Il fit quelques pas, se tourna vers nous puis repartit dans sa direction. Il était en colère après elle.

-Tes nouveaux amis se sont-ils montrés plus fréquentables que moi à tes yeux ?

-Écoute, je sais de quoi ça a l’air, mais je t’assure qu’ils n’ont rien fait de mal. Ils ont juste agi par instinct de survie.

-Attends, tu vas me dire que tu crois réellement ce qu’ils prétendent être ?

-Pourquoi pas ? Toi-même, tu crois aux immortels, n’est-ce pas ? Je t’offre l’occasion d’en rencontrer des vrais.

-Arrête, tu te moques de moi ! Eux ! Des immortels ! S’indigna-t-il. »

Il refit à nouveau quelques pas, puis son regard s’arrêta sur Victor qui tremblait comme une feuille.

« Enfin, regarde-les ! Dit-il. Ils sont à peine plus convaincants que toutes ces merdes de séries pour adolescents !

-Tu les rejettes uniquement parce qu’ils ne correspondent pas à l’image que tu te faisais d’eux. Mais au fond, qui est en droit de décider ce que doit être un vrai vampire ? »

Ella avait touché un point sensible qui poussait à la réflexion. Si Dieu lui-même revenait sur terre dans la peau d’un charpentier, né dans une étable, aurait-il été reconnu par le pape et sa suite au Vatican ? C’était une vraie question. Les hommes s’étaient construit leur propre image de Dieu et avaient décidé pour lui de ce qu’il aimait, détestait, autorisait ou interdisait,… De la même manière, Lestat avait décidé pour nous l’apparence que nous devions avoir à ses yeux. Peut-être était-ce la raison pour laquelle Dieu n’eut point voulu qu’on le représente.
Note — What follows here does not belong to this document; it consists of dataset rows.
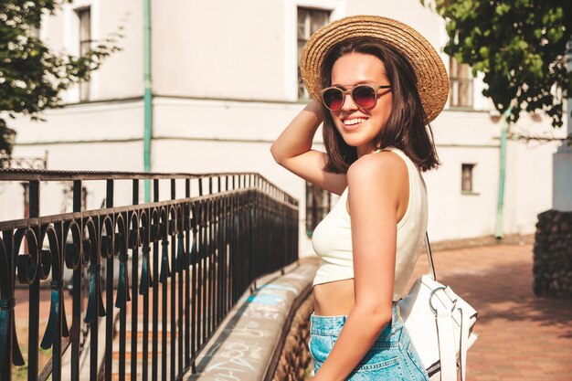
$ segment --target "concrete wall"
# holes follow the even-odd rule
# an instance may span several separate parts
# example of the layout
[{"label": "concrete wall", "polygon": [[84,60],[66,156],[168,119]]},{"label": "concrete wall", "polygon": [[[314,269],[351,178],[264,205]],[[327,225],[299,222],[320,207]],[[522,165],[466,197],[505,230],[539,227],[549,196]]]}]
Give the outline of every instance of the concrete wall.
[{"label": "concrete wall", "polygon": [[[129,99],[143,96],[142,3],[76,2],[48,17],[41,36],[51,46],[70,50],[77,39],[74,8],[87,4],[92,7],[94,38],[107,36],[119,25],[125,27],[123,50],[93,76],[91,95],[100,101],[47,111],[46,122],[15,121],[11,126],[18,134],[14,155],[41,157],[48,151],[48,169],[143,171],[143,101]],[[296,100],[298,5],[328,9],[333,18],[367,13],[397,18],[415,26],[439,51],[446,41],[442,20],[417,0],[398,5],[374,0],[154,1],[152,170],[260,172],[300,200],[303,255],[312,252],[304,228],[305,185],[277,165],[270,153],[273,140],[304,104]],[[447,56],[443,59],[448,65]],[[482,89],[482,83],[475,79],[474,111],[446,110],[432,123],[442,163],[438,171],[425,175],[433,240],[494,232],[501,122],[489,115],[490,101],[480,95]],[[74,90],[65,97],[68,103],[78,99]],[[511,131],[566,136],[566,129],[554,131],[546,118],[524,115]],[[319,132],[317,148],[320,142]],[[551,207],[556,146],[509,142],[505,234],[534,232],[536,215]],[[461,192],[463,163],[475,164],[473,194]],[[65,185],[52,186],[51,194],[43,195],[58,201],[51,208],[42,202],[47,208],[42,213],[67,207],[59,201]],[[104,185],[88,186],[88,206],[99,207]],[[117,202],[129,203],[130,192],[119,195],[118,186]],[[22,216],[21,186],[16,188],[0,185],[1,219]]]}]

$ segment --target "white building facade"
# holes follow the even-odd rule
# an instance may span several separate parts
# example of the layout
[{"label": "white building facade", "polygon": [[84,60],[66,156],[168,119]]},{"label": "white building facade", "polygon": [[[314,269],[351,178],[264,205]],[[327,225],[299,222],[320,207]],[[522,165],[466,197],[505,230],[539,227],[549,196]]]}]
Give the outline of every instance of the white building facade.
[{"label": "white building facade", "polygon": [[[418,0],[151,4],[151,171],[260,173],[300,200],[302,256],[312,253],[309,235],[315,221],[307,227],[307,219],[319,219],[328,196],[276,164],[270,146],[308,101],[297,69],[304,39],[324,22],[375,14],[412,26],[440,52],[447,42],[444,21]],[[79,53],[81,41],[85,46],[103,38],[120,26],[122,50],[107,59],[89,84],[68,91],[64,108],[45,112],[45,122],[25,118],[12,122],[17,132],[14,156],[48,153],[47,169],[143,171],[143,2],[75,1],[43,19],[40,37],[55,49]],[[452,95],[431,123],[442,165],[425,175],[429,232],[435,241],[491,236],[497,221],[502,122],[481,95],[482,82],[444,53],[442,58]],[[543,115],[523,115],[511,132],[566,136],[566,129],[553,130]],[[316,148],[321,141],[319,132]],[[557,145],[508,142],[503,234],[533,233],[536,215],[551,208]],[[13,202],[20,193],[0,189],[2,219],[22,216],[19,202]],[[87,206],[100,207],[103,195],[103,185],[88,189]],[[5,207],[8,203],[12,206]],[[60,203],[42,206],[43,214],[60,212]]]}]

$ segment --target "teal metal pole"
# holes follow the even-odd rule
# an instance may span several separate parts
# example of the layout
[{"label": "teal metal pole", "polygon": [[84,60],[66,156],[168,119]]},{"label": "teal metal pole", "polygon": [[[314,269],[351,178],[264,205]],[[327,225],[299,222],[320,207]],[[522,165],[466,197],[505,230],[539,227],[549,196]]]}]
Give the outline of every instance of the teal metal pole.
[{"label": "teal metal pole", "polygon": [[496,206],[496,228],[494,229],[494,238],[503,239],[503,213],[504,209],[504,178],[506,175],[506,132],[508,132],[509,117],[513,111],[510,106],[503,114],[504,122],[501,128],[501,174],[499,178],[499,197]]},{"label": "teal metal pole", "polygon": [[[151,81],[151,0],[143,0],[143,94],[144,131],[143,165],[144,172],[151,172],[151,140],[153,138],[153,91]],[[145,203],[151,202],[151,183],[145,180]]]}]

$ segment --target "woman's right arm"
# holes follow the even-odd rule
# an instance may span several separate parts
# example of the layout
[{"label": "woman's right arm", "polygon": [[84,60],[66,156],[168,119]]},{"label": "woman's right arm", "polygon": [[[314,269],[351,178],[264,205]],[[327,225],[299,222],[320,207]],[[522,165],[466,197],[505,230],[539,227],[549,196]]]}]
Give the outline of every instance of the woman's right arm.
[{"label": "woman's right arm", "polygon": [[276,163],[304,180],[341,195],[347,186],[345,175],[325,172],[326,153],[312,149],[322,123],[322,110],[313,100],[290,122],[270,147]]}]

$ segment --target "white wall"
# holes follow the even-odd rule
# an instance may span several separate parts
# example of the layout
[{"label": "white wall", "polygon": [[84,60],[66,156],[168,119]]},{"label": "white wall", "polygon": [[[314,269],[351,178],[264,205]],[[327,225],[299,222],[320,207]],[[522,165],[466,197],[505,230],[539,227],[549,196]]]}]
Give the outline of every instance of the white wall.
[{"label": "white wall", "polygon": [[[118,24],[125,26],[123,51],[110,58],[93,78],[96,99],[142,97],[142,3],[93,0],[90,4],[97,37],[113,31]],[[260,172],[300,200],[300,245],[304,255],[312,252],[303,225],[304,182],[276,164],[270,153],[273,140],[303,107],[303,102],[295,101],[297,5],[331,9],[334,18],[367,13],[394,17],[414,26],[438,49],[445,43],[442,21],[417,0],[398,5],[373,0],[154,1],[154,91],[163,96],[154,101],[152,170]],[[73,6],[43,23],[41,34],[52,46],[71,46]],[[475,91],[482,87],[475,80]],[[73,92],[69,100],[75,101]],[[490,105],[482,97],[474,101],[479,110]],[[11,124],[18,132],[15,156],[42,157],[48,151],[48,169],[143,171],[143,101],[77,104],[44,116],[46,122],[22,118]],[[555,132],[549,124],[546,118],[535,121],[523,116],[511,129],[519,133],[566,135],[566,129]],[[493,234],[501,122],[486,111],[445,111],[432,127],[442,164],[425,175],[431,239]],[[317,147],[321,140],[319,132]],[[551,207],[555,147],[554,143],[509,142],[506,234],[533,232],[536,215]],[[461,192],[462,163],[476,164],[472,195]],[[90,207],[100,206],[102,183],[89,185]],[[47,195],[42,213],[60,212],[62,186],[53,185],[49,193],[42,194]],[[122,186],[118,185],[118,204],[131,199],[129,186]],[[165,194],[162,187],[162,195]],[[46,201],[50,197],[56,200],[51,206]],[[21,217],[18,206],[22,204],[19,185],[10,188],[0,184],[1,219]]]}]

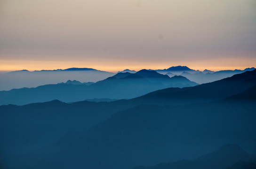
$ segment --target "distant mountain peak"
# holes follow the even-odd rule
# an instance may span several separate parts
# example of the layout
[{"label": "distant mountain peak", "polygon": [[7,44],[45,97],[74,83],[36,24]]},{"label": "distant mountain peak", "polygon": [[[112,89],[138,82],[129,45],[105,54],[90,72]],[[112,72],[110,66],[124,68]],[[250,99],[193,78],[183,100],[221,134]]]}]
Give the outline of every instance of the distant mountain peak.
[{"label": "distant mountain peak", "polygon": [[193,70],[192,69],[188,68],[187,66],[172,66],[171,67],[168,68],[167,70],[170,71]]},{"label": "distant mountain peak", "polygon": [[123,70],[123,71],[119,71],[118,72],[117,72],[118,73],[126,73],[126,72],[128,72],[128,73],[136,73],[136,71],[135,70],[131,70],[128,69],[124,69]]},{"label": "distant mountain peak", "polygon": [[97,70],[96,69],[92,69],[92,68],[68,68],[64,70],[62,70],[63,71],[77,71],[77,70]]},{"label": "distant mountain peak", "polygon": [[66,83],[66,84],[81,84],[82,83],[77,80],[68,80]]}]

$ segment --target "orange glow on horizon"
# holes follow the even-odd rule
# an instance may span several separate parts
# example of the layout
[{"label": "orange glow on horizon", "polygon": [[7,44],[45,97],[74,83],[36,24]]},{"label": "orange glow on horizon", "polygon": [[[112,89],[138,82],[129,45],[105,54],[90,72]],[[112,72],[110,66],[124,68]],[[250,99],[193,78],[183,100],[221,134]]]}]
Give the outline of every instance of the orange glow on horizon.
[{"label": "orange glow on horizon", "polygon": [[125,69],[129,69],[138,71],[142,69],[164,69],[172,66],[178,65],[186,66],[189,68],[195,70],[203,71],[205,69],[212,71],[221,70],[234,70],[235,69],[244,69],[247,68],[255,67],[256,65],[252,63],[256,63],[256,59],[254,61],[236,60],[230,63],[225,60],[219,59],[215,61],[201,62],[133,62],[121,61],[112,62],[97,62],[92,61],[86,62],[82,61],[27,61],[27,60],[2,60],[0,63],[0,72],[8,72],[15,70],[26,69],[31,71],[41,70],[53,70],[57,69],[65,69],[71,68],[93,68],[102,71],[117,72]]}]

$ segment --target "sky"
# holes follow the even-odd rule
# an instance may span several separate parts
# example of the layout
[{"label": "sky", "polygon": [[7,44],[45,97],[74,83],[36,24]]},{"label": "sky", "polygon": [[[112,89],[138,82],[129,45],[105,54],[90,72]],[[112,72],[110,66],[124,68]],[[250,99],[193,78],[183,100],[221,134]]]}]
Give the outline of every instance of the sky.
[{"label": "sky", "polygon": [[0,0],[0,71],[256,63],[255,0]]}]

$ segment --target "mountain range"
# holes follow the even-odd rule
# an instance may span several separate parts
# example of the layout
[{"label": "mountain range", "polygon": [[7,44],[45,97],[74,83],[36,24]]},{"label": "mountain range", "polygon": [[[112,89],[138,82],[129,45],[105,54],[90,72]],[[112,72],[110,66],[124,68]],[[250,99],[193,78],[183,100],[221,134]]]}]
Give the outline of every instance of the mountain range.
[{"label": "mountain range", "polygon": [[0,92],[0,105],[18,105],[58,100],[66,102],[87,99],[131,99],[170,87],[184,87],[198,84],[184,77],[169,77],[155,71],[143,69],[136,73],[119,73],[95,83],[77,81]]},{"label": "mountain range", "polygon": [[[149,69],[154,70],[170,77],[175,76],[182,76],[190,81],[198,84],[212,82],[230,77],[236,74],[252,70],[254,68],[244,70],[220,70],[216,72],[205,69],[203,71],[193,70],[186,66],[173,66],[163,69]],[[125,69],[118,73],[129,72],[135,73],[135,70]],[[40,85],[55,84],[68,80],[77,80],[82,83],[96,82],[115,74],[92,68],[72,68],[64,69],[42,70],[29,71],[27,70],[14,71],[0,74],[0,91],[10,90],[23,87],[36,87]]]},{"label": "mountain range", "polygon": [[[138,74],[145,72],[108,80],[141,80]],[[165,80],[166,76],[157,76],[143,79]],[[195,159],[229,143],[255,154],[256,80],[255,70],[128,100],[1,106],[0,163],[16,169],[132,169]],[[223,160],[223,168],[247,164],[248,159],[237,158],[243,152],[231,147],[227,153],[221,148],[222,155],[213,154]],[[216,161],[195,159],[208,161],[205,169],[212,169],[209,161]]]}]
Il ne voulait peut-être simplement pas être l’objet de nos dérives imaginaires, ce qui aurait à coup sûr terni son message.

Nous, vampires, avions commis cette erreur auprès de nos adeptes. Jusque là, Charlotte et les siens n’avaient jamais montré autre chose que de l’indifférence envers ces groupes de fanatiques. Leur goût pour la mort avait terni l’image de notre race dans toute l’Europe, nous, qui au contraire chérissions la vie au point d’en devenir immortel. En réalité, nous n’étions pas vraiment leurs dieux. Dracula, Carmilla, Nosferatu, Marius, Akasha,… C’était eux, les dieux qu’ils vénéraient. Il n’y avait pas de place pour ceux qui souhaitaient simplement vivre normalement. Ils vénéraient tous une image et non leurs dieux eux-mêmes. Une image glauque et morbide qu’ils ne devaient qu’à leurs propres démons. Nous ne leur servions qu’à personnifier et justifier leurs désirs les plus malsains.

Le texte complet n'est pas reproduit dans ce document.